A esquerda radical boliviana pretende que o “governo camponês” aceite a proposta operária. Se pudéssemos dar-lhes um conselho, daqueles que os ensinamentos de Lênin ofereciam, lhes diríamos que tratem de conseguir a unidade operário-camponesa, e não o ódio eterno que as grandes maiorias nacionais, camponesas e indígenas, estão a ponto de sentir pela COB. Uma ferida que talvez não cicatrize durante muito tempo. Se a COB houvesse entrado de cabeça na campanha pela reeleição presidencial, participando junto à imensa maioria do povo na defesa de seu governo assediado pelas forças superiores de dentro e de fora, poderia receber, no dia seguinte, o apoio entusiástico de muitos bolivianos ao seu próprio projeto de lei de pensões ou, pelo menos, a um projeto que supere as insuficiências neoliberais do projeto oficial. Estariam inclusive em melhores condições se eventualmente não lhes restasse outro caminho que o de uma greve nacional. Quem lhes reprovaria fazer o jogo da direita, se a COB jogasse esse jogo que soube jogar o seu mentor Vladimir Illich?
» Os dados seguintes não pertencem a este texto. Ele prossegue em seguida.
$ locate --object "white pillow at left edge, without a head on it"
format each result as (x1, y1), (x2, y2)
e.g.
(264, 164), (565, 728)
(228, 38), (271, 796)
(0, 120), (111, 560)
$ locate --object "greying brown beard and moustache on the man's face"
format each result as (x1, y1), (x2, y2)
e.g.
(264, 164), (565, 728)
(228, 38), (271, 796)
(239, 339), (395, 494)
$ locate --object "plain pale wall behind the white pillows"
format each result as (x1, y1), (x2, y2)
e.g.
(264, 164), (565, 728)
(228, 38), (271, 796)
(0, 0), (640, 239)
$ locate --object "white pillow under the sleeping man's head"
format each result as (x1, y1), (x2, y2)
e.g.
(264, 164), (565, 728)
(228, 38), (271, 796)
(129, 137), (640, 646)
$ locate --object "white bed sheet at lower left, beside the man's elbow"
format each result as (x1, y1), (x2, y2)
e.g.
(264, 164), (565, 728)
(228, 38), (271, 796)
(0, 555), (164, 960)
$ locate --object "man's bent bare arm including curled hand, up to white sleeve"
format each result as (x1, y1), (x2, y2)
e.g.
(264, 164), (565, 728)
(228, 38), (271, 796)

Mas não.
Quando Evo Morales os acusou de fazerem o jogo do imperialismo, algo que Lênin evitou disparando contra Kornilov sobre os ombros de Kerensky, Jaime Solares lhe respondeu que “o único instrumento fiel do imperialismo internacional e servidor submisso do presidente da Venezuela, Hugo Chávez, é Evo Morales”, alimentando a fraseologia ultradireitista de que Evo Morales é um títere de Chávez. Disse exatamente isso. Outros grupos da esquerda radical, por sorte muito minoritários, têm chamado ao “boicote ativo desde referendo ilegal e reacionário”. Como o governo do MAS é frágil com a direita, como não a combate com as armas na mão. que ganhe a direita! Como se poderia catalogar semelhante reivindicação sem sugerir adjetivos qualificativos?
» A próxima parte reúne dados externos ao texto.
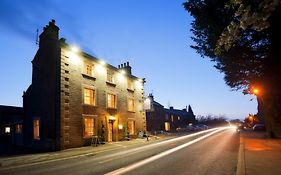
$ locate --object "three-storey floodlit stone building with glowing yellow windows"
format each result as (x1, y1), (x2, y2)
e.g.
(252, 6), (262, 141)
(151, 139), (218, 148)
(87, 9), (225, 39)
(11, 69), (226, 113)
(23, 20), (146, 150)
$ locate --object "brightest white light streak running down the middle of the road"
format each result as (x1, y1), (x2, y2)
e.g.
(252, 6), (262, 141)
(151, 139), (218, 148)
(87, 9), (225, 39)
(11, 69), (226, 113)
(106, 127), (226, 175)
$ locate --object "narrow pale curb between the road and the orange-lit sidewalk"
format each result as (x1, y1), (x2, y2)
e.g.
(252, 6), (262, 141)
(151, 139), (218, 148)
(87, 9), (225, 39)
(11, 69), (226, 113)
(236, 133), (246, 175)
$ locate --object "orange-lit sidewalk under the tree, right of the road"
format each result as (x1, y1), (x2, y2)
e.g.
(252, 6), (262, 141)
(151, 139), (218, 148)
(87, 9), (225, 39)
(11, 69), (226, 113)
(237, 130), (281, 175)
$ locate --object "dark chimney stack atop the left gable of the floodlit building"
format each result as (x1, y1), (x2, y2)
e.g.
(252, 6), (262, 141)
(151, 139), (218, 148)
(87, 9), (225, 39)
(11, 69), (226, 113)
(39, 19), (60, 47)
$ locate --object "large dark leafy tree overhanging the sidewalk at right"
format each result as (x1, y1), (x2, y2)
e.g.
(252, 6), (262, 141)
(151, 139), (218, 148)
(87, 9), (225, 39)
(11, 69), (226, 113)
(184, 0), (281, 137)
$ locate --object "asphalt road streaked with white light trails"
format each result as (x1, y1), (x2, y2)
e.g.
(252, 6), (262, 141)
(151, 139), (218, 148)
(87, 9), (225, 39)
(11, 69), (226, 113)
(0, 129), (239, 175)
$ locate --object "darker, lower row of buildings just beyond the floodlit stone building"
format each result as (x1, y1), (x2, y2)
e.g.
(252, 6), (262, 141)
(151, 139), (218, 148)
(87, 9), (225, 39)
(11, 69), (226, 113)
(145, 94), (195, 132)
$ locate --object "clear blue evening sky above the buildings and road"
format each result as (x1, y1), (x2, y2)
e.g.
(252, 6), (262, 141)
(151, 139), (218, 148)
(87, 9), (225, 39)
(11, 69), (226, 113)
(0, 0), (257, 119)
O governo da Bolívia sofre há muito tempo um permanente processo de desestabilização. A direita local, sob o manto do “autonomismo” e sustentada pela administração estadunidense, vem insistentemente golpeando no sentido de varrer do mapa o presidente indígena. A poucos dias do referendo revogatório, novas manifestações, greves de fome, bloqueios de aeroportos, piquetes e advertências de não pisar em Sucre, são outras tantas ações para impedir que se realizem finalmente as eleições, pois a direita unida é candidata a perder nas urnas. Ainda assim já disseram que, seja qual for o resultado, continuarão com seu plano autonomista. Ativistas cívicos e universitários de Tarija tomaram ontem o hotel El Sol, onde se alojariam militares venezuelanos. O Comitê Pró-Santa Cruz patrocina uma greve de fome “até que o governo nos devolva os fundos do IDH”, o Imposto Direto aos Hidrocarburos. Encabeçando o piquete, está o agroindustrial e presidente cívico Branko Marinkovic.
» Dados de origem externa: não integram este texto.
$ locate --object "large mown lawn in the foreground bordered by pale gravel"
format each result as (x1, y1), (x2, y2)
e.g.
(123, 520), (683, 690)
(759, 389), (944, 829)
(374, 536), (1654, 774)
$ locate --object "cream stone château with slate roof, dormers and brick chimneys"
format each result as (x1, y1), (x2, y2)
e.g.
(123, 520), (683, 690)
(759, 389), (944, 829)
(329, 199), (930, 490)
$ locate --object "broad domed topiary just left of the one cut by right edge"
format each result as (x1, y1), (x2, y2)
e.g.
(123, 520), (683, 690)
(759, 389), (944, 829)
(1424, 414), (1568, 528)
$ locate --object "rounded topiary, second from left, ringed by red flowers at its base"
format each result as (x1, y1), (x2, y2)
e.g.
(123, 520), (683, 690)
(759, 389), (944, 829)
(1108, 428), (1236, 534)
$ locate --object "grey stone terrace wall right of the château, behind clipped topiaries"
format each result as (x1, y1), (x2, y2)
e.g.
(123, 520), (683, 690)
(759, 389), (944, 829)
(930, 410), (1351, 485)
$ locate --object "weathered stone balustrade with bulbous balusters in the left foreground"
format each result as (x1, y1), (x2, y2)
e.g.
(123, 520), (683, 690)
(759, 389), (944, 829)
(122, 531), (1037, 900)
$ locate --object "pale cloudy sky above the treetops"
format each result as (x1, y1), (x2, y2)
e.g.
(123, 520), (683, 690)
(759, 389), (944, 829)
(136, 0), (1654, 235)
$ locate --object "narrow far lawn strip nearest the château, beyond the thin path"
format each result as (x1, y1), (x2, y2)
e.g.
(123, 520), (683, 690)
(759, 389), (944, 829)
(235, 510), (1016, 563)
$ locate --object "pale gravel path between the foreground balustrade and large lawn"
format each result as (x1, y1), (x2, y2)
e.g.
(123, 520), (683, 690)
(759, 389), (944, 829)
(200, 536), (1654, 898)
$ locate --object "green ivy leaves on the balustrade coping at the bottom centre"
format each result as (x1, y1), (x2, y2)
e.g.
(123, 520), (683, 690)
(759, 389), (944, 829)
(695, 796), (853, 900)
Certamente, para frear a direita é necessário adotar medidas mais radicais em todos os terrenos: a entrega de terras aos camponeses, a melhoria de salários e de condições de vida do povo e, inclusive, a mobilização popular mais ampla e combativa possível, algo com que Evo segue vacilando. Mas nada disso poderá ser promovido a partir de um caminho estreito e contrário ao caminho que o próprio povo boliviano já iniciou e sente como o seu caminho. A esquerda radical, se pretende ter algum papel que mereça ser resgatado pela história, poderá cumpri-lo na condição de saber em direção a quem e de onde se deve disparar nas circunstâncias atuais.
* Jorge Sanmartino é integrante do Economistas de Esquerda, da Associação Gramsciana e da Corrente Práxis.